Now create an object. I’ll call it obj_watertiles. Place it inside this newly created “TilesInst” layer.



Drawing Tiles Onto A Surface


For this, I’ll use obj_watertiles. Add a Create event and put this code:

var w = camera_get_view_width(view_camera);
var h = camera_get_view_height(view_camera);
water_surf = surface_create(w, h);

Here, I’m creating a surface that is the size of the camera. If you’re using views, just replace those camera width/height functions with view_wview[0] and view_hview[0].

I’ll call this surface water_surf. We will draw our water tiles and the reflections onto it.

Then I’ll add the Draw Begin event and add this code:

if (!surface_exists(water_surf)){
    var w = camera_get_view_width(view_camera);
    var h = camera_get_view_height(view_camera);
    water_surf = surface_create(w, h);
}
else{
    surface_set_target(water_surf);
    draw_clear_alpha(0, 0);
    surface_reset_target();
}

This is nothing specific to this tutorial. This is just general stuff you should do for surfaces.

The first condition checks whether our water_surf surface exists, and if it does not, it creates it again. The three lines of code that follow are just from the Create event.

The else part runs if the surface exists. Here, the surface will be cleared. This is important, because the things you draw onto a surface aren’t removed, everything just stays there – so you manually need to clear it before drawing stuff onto it.
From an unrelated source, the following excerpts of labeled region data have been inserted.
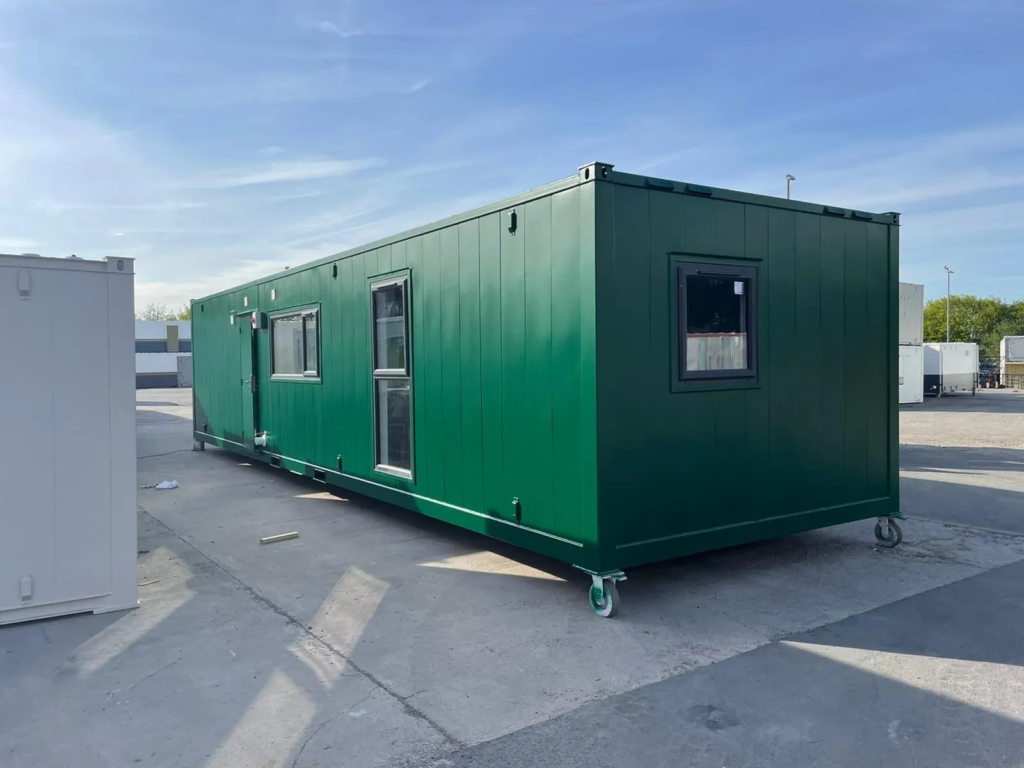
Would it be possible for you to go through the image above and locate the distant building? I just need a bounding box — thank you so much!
[999,336,1024,380]
[135,321,191,389]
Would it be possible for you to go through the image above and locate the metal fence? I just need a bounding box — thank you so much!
[978,357,1024,389]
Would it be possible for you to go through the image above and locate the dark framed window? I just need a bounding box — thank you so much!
[270,309,321,379]
[676,262,758,382]
[370,275,413,478]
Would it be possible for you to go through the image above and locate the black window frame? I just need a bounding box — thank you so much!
[369,272,416,482]
[673,261,761,385]
[269,307,324,381]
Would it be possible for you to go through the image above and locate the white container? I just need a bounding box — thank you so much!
[899,345,925,404]
[0,255,138,625]
[899,283,925,346]
[925,341,978,396]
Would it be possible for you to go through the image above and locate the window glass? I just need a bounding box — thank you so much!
[377,379,413,472]
[686,274,750,371]
[374,284,407,371]
[370,279,413,478]
[679,264,757,379]
[270,314,305,376]
[303,313,319,376]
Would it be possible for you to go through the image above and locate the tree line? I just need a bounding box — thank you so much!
[925,294,1024,357]
[135,301,191,319]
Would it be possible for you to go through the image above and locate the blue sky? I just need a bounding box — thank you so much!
[0,0,1024,306]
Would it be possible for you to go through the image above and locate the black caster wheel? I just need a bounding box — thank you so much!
[874,520,903,549]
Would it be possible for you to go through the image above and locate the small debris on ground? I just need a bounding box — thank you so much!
[139,480,178,490]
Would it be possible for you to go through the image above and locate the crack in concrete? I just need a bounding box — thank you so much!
[136,507,465,759]
[128,655,181,690]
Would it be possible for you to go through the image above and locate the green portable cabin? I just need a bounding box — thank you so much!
[193,163,901,615]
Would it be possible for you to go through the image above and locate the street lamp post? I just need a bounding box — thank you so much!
[942,266,953,344]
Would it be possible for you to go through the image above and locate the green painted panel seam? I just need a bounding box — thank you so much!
[615,496,890,549]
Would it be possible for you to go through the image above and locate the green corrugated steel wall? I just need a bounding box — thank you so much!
[193,293,245,443]
[193,167,898,570]
[194,185,596,562]
[596,183,898,567]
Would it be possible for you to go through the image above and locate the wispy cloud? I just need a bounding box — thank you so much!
[29,200,206,214]
[186,158,384,189]
[308,19,362,39]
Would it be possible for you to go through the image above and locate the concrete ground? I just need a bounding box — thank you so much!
[0,390,1024,768]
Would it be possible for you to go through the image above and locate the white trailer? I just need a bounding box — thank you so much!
[899,345,925,406]
[0,255,138,625]
[899,283,925,346]
[925,341,978,397]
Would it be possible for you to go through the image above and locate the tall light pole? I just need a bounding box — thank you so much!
[942,266,953,343]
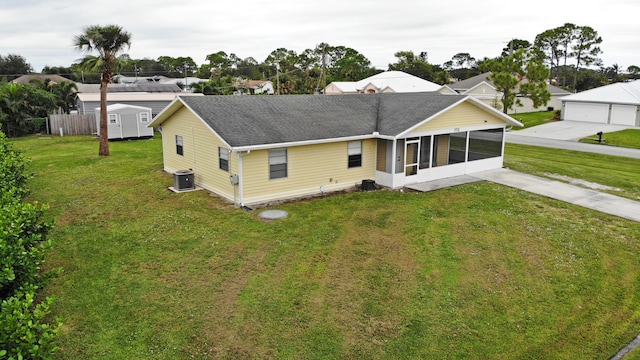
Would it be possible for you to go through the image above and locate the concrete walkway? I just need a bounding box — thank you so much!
[506,131,640,159]
[407,169,640,222]
[505,120,640,159]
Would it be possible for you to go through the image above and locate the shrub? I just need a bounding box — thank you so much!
[0,131,31,198]
[0,131,61,359]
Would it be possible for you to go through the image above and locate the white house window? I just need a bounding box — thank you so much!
[269,149,287,179]
[218,147,229,171]
[176,135,184,155]
[347,141,362,168]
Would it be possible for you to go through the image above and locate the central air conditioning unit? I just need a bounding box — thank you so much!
[173,170,196,191]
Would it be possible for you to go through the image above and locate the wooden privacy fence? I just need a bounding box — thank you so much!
[48,114,98,136]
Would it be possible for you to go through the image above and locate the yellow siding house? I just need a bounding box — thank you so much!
[149,93,522,206]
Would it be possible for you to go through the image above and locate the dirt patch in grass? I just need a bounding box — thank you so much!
[322,209,417,354]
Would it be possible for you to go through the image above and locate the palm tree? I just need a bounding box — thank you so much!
[73,25,131,156]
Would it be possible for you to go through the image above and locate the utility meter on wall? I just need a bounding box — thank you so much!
[229,174,239,185]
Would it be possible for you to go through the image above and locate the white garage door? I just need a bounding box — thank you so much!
[563,102,609,124]
[611,104,638,126]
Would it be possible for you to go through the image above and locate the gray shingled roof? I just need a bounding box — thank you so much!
[175,93,466,147]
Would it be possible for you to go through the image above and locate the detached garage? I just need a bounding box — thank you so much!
[96,104,153,140]
[561,80,640,127]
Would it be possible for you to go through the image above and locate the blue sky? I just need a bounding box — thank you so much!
[0,0,640,72]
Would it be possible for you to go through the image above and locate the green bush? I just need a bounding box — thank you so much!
[0,132,61,359]
[0,287,62,359]
[0,131,31,198]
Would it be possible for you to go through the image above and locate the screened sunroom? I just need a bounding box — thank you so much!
[376,126,505,188]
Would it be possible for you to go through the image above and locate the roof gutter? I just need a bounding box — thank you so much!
[231,132,380,151]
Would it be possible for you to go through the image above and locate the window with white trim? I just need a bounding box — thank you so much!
[176,135,184,155]
[218,147,229,171]
[347,141,362,168]
[269,149,287,179]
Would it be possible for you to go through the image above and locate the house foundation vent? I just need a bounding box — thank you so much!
[173,170,196,191]
[361,179,376,191]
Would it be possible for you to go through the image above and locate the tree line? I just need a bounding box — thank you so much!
[0,23,640,94]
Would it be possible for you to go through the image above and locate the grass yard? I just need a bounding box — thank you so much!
[580,129,640,149]
[504,144,640,201]
[16,137,640,359]
[510,111,557,130]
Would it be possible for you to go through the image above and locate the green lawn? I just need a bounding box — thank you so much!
[504,144,640,201]
[510,111,557,130]
[580,129,640,149]
[16,137,640,359]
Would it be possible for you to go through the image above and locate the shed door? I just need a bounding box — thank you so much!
[611,104,638,126]
[120,114,138,138]
[564,102,609,124]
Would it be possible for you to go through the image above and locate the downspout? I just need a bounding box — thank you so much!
[234,151,244,207]
[238,150,251,207]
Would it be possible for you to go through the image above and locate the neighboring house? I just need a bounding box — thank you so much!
[561,80,640,127]
[77,89,202,116]
[95,104,153,140]
[113,75,209,88]
[149,93,522,205]
[78,83,183,94]
[235,79,275,95]
[11,74,75,84]
[324,71,442,95]
[440,72,571,114]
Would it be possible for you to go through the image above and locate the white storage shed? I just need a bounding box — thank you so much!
[96,104,153,140]
[561,80,640,127]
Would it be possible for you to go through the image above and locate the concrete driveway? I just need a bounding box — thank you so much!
[407,169,640,222]
[510,120,632,141]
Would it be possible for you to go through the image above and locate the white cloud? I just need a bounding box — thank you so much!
[0,0,640,71]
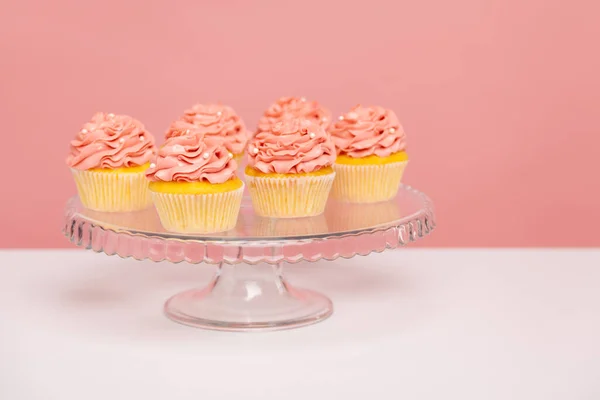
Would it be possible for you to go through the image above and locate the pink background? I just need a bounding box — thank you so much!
[0,0,600,247]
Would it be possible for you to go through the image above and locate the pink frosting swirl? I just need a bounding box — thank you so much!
[165,104,248,154]
[248,119,335,174]
[329,105,406,158]
[146,135,237,183]
[258,97,331,131]
[67,113,156,170]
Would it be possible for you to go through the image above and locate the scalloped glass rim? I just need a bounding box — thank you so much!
[63,185,435,264]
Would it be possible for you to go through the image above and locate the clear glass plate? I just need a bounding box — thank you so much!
[64,185,435,331]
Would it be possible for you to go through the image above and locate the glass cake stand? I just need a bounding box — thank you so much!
[64,185,435,331]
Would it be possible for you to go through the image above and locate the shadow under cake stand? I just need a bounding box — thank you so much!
[64,185,435,331]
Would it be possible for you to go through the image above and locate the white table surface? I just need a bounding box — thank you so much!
[0,249,600,400]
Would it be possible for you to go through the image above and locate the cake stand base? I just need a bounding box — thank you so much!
[164,263,333,331]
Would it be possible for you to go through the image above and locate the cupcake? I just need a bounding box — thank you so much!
[67,113,156,212]
[258,97,331,132]
[325,200,402,232]
[329,105,408,203]
[146,133,244,233]
[246,119,335,218]
[165,104,248,160]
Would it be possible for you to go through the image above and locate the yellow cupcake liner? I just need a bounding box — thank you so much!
[71,169,152,212]
[325,200,402,231]
[151,185,244,233]
[331,161,408,203]
[246,172,335,218]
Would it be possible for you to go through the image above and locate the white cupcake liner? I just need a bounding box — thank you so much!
[246,172,335,218]
[151,185,244,233]
[71,169,152,212]
[331,161,408,203]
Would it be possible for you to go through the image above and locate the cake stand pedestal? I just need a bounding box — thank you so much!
[64,185,435,331]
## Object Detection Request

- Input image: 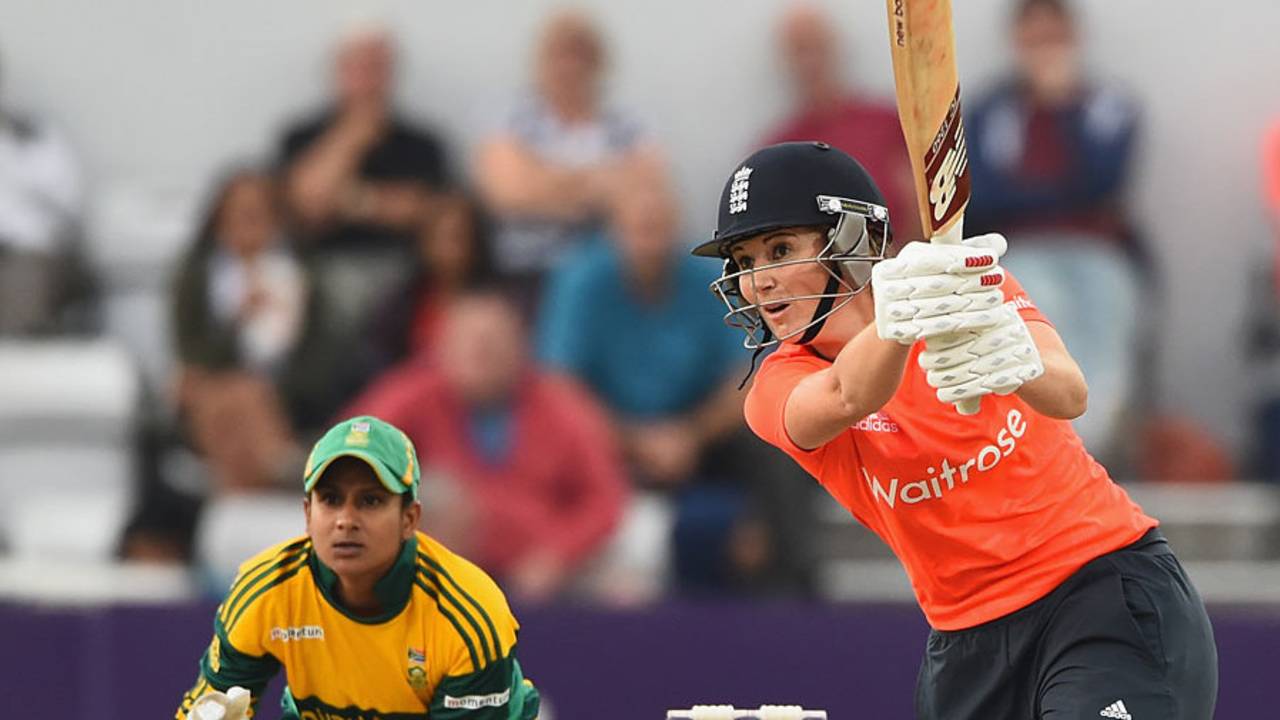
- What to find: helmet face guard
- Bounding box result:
[710,195,891,350]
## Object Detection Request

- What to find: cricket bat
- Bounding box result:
[886,0,982,415]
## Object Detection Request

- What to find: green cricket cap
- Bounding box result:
[302,415,421,500]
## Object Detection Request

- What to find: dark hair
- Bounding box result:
[188,164,282,256]
[419,190,495,287]
[1012,0,1075,23]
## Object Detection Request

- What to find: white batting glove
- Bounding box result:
[872,233,1009,345]
[188,685,252,720]
[919,302,1044,402]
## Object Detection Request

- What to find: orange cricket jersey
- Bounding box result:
[746,273,1157,630]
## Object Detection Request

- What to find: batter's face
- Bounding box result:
[731,228,831,337]
[303,457,421,587]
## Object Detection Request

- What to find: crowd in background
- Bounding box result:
[0,0,1280,602]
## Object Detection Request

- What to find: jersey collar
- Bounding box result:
[311,533,417,625]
Now it’s time for the real thing. Add the Draw event and add this code:

//Get tilemap
var tilemap = layer_tilemap_get_id("WaterTiles");

//Set surface
surface_set_target(water_surf);

//Draw tilemap
var cx = camera_get_view_x(view_camera);
var cy = camera_get_view_y(view_camera);
draw_tilemap(tilemap, -cx, -cy);

//Reset surface
surface_reset_target();

//Draw surface in game
draw_surface(water_surf, cx, cy);

Get tilemap:

This part gets the tilemap from the original layer that contains the water tiles, the one which is invisible. So you need to specify its name in the function argument, which in my case is “WaterTiles” (You can see it in the screenshots above). Then it is stored in a variable, which I’m calling tilemap.

Set surface:

Here I’m making the water_surf surface the target for further drawing functions, so everything after this will be drawn onto that surface.

Draw tilemap:

For drawing the tilemap onto the surface at the correct position, I first need to get the position of the camera, and store it in variables.

If you’re using views, use view_xview[0] and view_yview[0] to get the view position.

Then I’m drawing the tilemap using draw_tilemap, at position (-cx, -cy,) so that the tilemap is drawn at (0, 0) inside the room. (Because normally, (0, 0) would be the top-left corner of the surface, not the room).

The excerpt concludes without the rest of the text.